The Exodus. Wikipedia.
On the Jewish calendar communities across the world are reading the Book of Exodus and the story of their ancestors pathway out of Egypt and slavery. It prompted the following thoughts.
Following World War II, hundreds of thousands of Jewish displaced persons set their sights on aliyah, (immigration to Israel) but the British government who had been in control of Palestine since 1917 were keen to maintain friendly relations with the Arab world and their valuable material resources, namely oil. To this end, the Jews were refused to admittance to Palestine. The Jews were not unaccustomed to being stateless, they already had a long history of wandering and exclusion, but as the violence in Palestine between Jews, Arabs, and the British grew, Britain decided to hand the problem of Jewish settlement over to the United Nations.[1]

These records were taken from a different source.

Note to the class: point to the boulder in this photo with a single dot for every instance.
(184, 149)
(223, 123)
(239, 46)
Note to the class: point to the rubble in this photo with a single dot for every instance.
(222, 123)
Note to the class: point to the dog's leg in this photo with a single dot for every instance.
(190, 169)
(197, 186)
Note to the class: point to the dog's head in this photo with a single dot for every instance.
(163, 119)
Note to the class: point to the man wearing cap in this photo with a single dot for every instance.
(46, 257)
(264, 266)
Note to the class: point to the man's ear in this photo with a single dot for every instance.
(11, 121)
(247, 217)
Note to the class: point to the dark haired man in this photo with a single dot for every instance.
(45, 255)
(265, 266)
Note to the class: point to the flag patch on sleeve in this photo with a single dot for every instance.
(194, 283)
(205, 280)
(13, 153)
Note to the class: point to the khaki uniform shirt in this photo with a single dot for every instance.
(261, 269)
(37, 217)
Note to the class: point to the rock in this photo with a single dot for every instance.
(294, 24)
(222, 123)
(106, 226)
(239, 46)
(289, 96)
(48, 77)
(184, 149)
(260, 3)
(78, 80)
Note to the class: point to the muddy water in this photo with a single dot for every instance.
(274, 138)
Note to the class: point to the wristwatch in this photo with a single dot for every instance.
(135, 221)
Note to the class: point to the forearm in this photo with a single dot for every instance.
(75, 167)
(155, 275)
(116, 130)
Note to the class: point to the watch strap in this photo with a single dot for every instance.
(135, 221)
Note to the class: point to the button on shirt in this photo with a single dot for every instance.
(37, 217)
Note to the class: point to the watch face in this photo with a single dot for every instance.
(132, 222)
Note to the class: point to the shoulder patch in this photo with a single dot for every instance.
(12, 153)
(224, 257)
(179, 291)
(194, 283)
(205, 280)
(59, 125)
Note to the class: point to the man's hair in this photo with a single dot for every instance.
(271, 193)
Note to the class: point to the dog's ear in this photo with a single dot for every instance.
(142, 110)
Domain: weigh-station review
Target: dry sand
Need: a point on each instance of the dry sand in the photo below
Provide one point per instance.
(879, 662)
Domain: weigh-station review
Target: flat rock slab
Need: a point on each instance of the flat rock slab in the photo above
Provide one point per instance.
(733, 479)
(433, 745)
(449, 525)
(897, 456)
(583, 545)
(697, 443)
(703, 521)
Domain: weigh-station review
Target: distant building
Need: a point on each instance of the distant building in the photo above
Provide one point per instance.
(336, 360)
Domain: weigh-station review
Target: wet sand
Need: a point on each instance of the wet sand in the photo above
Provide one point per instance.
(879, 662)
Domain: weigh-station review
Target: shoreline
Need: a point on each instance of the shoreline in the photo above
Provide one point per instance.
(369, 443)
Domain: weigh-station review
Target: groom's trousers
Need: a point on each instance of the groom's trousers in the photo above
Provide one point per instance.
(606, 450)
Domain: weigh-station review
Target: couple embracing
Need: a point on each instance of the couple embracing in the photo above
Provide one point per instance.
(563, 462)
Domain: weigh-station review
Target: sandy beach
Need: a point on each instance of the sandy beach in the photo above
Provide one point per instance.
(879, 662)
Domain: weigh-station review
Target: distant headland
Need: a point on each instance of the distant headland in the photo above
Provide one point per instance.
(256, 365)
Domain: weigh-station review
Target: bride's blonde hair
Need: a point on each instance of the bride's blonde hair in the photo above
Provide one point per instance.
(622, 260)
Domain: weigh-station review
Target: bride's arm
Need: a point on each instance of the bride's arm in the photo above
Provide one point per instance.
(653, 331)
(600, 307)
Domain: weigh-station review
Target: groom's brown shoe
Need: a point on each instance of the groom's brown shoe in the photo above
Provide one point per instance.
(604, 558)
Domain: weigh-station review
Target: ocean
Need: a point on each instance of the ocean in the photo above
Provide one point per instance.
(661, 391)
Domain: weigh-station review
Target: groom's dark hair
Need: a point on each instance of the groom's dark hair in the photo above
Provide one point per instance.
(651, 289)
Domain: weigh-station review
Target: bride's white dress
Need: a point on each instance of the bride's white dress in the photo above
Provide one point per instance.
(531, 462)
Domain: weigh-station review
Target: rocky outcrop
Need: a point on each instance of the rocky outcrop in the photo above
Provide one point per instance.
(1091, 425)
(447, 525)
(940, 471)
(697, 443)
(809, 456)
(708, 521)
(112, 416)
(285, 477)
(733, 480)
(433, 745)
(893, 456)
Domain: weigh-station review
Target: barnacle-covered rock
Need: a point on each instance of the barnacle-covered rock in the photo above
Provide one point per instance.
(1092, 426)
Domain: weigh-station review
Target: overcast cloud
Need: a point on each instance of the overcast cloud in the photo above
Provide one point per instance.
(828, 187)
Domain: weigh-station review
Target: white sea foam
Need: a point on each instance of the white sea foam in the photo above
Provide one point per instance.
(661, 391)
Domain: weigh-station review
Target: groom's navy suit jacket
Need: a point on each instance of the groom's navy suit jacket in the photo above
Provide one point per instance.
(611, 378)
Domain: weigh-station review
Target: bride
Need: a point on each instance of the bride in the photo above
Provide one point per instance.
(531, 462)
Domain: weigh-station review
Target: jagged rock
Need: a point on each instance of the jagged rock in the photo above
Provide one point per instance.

At the end of World War II, the conflict over Palestine gained particular momentum. Jewish resistance increased dramatically and in order to keep the peace, Britain had more than 100,000 troops in the vicinity, but their efforts were in vain. In 1942, the Jewish community in Palestine (the Yishuv) appealed to the United States for support of the Jewish state in Palestine. Despite the atrocities of the Holocaust, Britain still refused to change its policy of not allowing Jewish immigration into the region. As a result, hundreds of thousands of Jews languished in displaced camps with little hope of any real future. The British interned more than 51,500 Jews who were desperately seeking a return to their homeland.
The British went to great lengths to keep Jews out of Palestine and forced them back onto prison ships and into camps. There was constant outrage and violence against the British rule and as a consequence in 1947 the British lost even more support when they intercepted the Exodus, a ship loaded with 5,200 Jewish refugees sailing toward Palestine from Marseilles. The British then launched two refugee ships back to Hamburg, Germany, where they forced the Jews into displaced persons facilities. The intervention scandal shook the British government, which is when they handed the problem to the United Nations hoping that they would recommend that the British retain control of the area, but the United Nations did not concede to British demands. Instead, the United Nations Special Committee on Palestine (UNSCOP) recommended an Arab state and a Jewish state be brought into effect. (The recommendation was known as the Partition Plan). The land was divided between Arabs and Jews and Jerusalem became an international city.
On November 29, 1947, by 133-13 majority, the United Nations voted that, beginning on May 15, 1948, if the Jews agreed, there would be two independent states in Palestine, and the British mandate would end. In 1948, (the year of my birth) the State of Israel was born.